Barcelona is the only city I’ve visited more than once. After living in Madrid for three years, Barcelona gave me the impression of being the cooler sibling out of the two. Madrid is more composed, all suits and blazers, but Barcelona was relaxed, jeans and a sweater, and perhaps crucially, more international. It also helped that I had two family friends living in Barcelona, and hearing their college stories was enough to convince high school me that Barcelona was where everything was happening.
In my gut I knew that I would love Barcelona, and the first time I went I was not disappointed. I visited with my grandparents in early 2022 and in a tough moment that would scare all of us, my grandma got COVID, and we had to hastily return to Madrid to carry out quarantine. In that time I was still shooting with my Canon M50, and although I thought I was getting amazing photographs, I did not.
The second time I visited Barcelona, I met up with my parents during the spring break of my freshman year of university, and the excitement of seeing a city that I knew I loved kept me up the night before the flight. After a great trip, I said goodbye to my parents and made my way back to Amsterdam with chocolate that they gave me for Easter and an SD card full of mediocre-ish photos.
The third time I visited Barcelona was last week. This was different, for the first time I was going with a friend in lieu of my parents who, despite being reasonably fun people, not the ones that I wanted to hang out with at a Barcelona club at four am. I was also excited to photograph. My skills had gotten better over the last year and I knew that in this trip there would be no COVID or emotional family reunions to distract me from taking the types of pictures I wanted to take.
After arriving and settling down, we grabbed our sunglasses (a welcome accessory after a particularly cloudy Dutch winter), and I slung my camera over my shoulder. It was midday and close to Easter, so the city was bustling with tourists and locals on the hunt for UV rays. Our first order of business was satiating our travel day hunger with dumplings and other great food from Mosquito, located in the Born (would recommend!!).
Then, we decided to check off some of the more touristy stuff from our Barcelona list before the density of tourists got even greater as the week guided us from a relatively normal Tuesday to Holy Thursday and Good Friday. We dragged our feet through the narrow cobble streets of the Born to the much wider and busier Las Ramblas.
I had yet to snap a photo, but then a man in his mid to late thirties zoomed past me. From behind, I could see that he had three cameras slung across his back in a very Joe Greer kind of way. It was a comical scene, this man in the crowded street, with his cameras and his roller skates. I reached for my Fuji and brought the viewfinder to my eye as I simultaneously flicked the dial from off to on with my index finger.
There was nothing to see.
I confirmed that I had taken the lens cap off the lens (common mistake), and tried turning the camera off and on again. It was not turning on. My friend looked over at me with a puzzled face. She already did not see the appeal of carrying a relatively heavy piece of equipment all day when a “phone can now shoot in 4k.”

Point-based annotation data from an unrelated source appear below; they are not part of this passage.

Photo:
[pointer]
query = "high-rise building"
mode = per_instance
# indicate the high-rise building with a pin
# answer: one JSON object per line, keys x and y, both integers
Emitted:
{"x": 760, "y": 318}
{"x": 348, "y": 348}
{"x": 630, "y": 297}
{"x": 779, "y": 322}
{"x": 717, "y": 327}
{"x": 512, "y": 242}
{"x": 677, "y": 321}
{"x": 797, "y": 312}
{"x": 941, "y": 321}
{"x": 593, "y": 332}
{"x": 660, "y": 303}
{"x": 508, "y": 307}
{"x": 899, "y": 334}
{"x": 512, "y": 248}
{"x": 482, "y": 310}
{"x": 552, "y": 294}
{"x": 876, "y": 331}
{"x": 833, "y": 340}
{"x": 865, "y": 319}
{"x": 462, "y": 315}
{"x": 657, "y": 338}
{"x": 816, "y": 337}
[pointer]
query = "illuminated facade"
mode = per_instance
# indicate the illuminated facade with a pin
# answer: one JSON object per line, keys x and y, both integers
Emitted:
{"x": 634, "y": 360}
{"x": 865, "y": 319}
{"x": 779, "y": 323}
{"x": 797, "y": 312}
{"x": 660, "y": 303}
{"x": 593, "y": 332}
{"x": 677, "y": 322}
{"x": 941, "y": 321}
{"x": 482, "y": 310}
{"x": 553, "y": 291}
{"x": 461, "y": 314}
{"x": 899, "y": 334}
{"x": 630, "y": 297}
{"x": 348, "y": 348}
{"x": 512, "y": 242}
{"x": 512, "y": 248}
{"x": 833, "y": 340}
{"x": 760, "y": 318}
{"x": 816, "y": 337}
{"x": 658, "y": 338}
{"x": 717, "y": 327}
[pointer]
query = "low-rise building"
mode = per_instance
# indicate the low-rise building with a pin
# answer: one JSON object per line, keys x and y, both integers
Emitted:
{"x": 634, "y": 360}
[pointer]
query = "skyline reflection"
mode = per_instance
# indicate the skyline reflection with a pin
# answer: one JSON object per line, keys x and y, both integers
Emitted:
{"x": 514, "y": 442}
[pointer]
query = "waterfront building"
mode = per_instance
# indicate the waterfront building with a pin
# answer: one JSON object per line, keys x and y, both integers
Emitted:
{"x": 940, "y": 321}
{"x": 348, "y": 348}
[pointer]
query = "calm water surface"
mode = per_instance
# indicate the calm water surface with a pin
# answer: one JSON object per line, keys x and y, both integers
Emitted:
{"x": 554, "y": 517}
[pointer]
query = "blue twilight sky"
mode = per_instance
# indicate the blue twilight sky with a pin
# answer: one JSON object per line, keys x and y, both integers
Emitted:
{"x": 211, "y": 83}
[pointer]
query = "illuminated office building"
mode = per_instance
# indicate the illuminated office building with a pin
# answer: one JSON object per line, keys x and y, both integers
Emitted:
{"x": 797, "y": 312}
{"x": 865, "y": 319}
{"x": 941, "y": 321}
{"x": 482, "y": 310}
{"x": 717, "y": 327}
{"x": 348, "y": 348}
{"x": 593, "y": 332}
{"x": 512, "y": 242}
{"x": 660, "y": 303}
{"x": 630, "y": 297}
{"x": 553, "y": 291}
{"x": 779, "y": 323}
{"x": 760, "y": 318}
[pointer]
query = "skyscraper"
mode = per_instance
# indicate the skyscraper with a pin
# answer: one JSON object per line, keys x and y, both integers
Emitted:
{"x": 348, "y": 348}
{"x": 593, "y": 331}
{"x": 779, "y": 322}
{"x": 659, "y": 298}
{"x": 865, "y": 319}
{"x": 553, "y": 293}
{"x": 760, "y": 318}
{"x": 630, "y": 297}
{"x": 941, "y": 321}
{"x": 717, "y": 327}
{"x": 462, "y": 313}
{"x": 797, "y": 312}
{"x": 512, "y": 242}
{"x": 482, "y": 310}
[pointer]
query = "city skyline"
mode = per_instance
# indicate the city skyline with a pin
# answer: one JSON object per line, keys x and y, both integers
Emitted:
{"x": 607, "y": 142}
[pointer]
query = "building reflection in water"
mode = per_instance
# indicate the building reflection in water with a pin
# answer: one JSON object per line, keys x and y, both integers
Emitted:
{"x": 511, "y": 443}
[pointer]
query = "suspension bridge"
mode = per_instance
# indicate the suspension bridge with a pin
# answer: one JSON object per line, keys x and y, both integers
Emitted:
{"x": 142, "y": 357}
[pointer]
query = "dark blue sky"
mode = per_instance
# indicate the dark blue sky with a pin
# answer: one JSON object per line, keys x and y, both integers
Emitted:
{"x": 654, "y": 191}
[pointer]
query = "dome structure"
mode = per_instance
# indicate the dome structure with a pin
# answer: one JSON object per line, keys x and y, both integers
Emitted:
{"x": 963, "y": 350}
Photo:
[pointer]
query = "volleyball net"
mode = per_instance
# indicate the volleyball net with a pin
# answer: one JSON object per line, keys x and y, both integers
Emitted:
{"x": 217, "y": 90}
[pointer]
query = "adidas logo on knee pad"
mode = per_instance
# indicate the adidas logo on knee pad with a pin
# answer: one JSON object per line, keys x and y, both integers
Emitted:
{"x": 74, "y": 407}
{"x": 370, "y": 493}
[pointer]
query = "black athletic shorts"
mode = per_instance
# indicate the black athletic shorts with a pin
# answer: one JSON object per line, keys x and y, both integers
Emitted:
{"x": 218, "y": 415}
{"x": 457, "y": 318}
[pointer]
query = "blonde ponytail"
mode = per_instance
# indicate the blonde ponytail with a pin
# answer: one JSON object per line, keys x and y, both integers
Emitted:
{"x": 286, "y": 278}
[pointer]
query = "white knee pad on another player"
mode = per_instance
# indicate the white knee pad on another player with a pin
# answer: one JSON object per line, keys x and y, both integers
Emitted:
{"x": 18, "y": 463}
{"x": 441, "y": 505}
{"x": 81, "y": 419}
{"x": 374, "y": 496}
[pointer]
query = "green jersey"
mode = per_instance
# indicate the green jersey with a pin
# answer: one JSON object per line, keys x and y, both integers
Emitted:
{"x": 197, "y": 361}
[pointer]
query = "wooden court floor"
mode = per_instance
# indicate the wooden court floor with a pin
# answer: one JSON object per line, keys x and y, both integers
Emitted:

I walked around the rest of the day feeling the weight of my faulty/broken/dead/out of battery(?) camera. The craziest thing is that I rarely remember every shot of a photo walk, and yet I remember every shot I missed that first day in Barcelona. The bright colors of the Boqueria market, the American tourists and their ridiculous shirts, the vermouth setup in every little terrace, I could go on.
Once we made it back, I left my camera charging, hoping that this would be like that one time my Kindle randomly powered off after I charged it, but knowing that it was likely not the case. The next morning I was disappointed, it was in fact not a Kindle situation. Never before had I actually wanted to be an influencer but at that moment, I really wanted to tweet/X/thread(?), to Fuji asking for advice or more information or an emergency backup.
All this to say that for the third time (and actually only time), I have no Barcelona photos to share. Not even iPhone photos because my phone is chronically out of storage. You’re going to have to go for yourselves.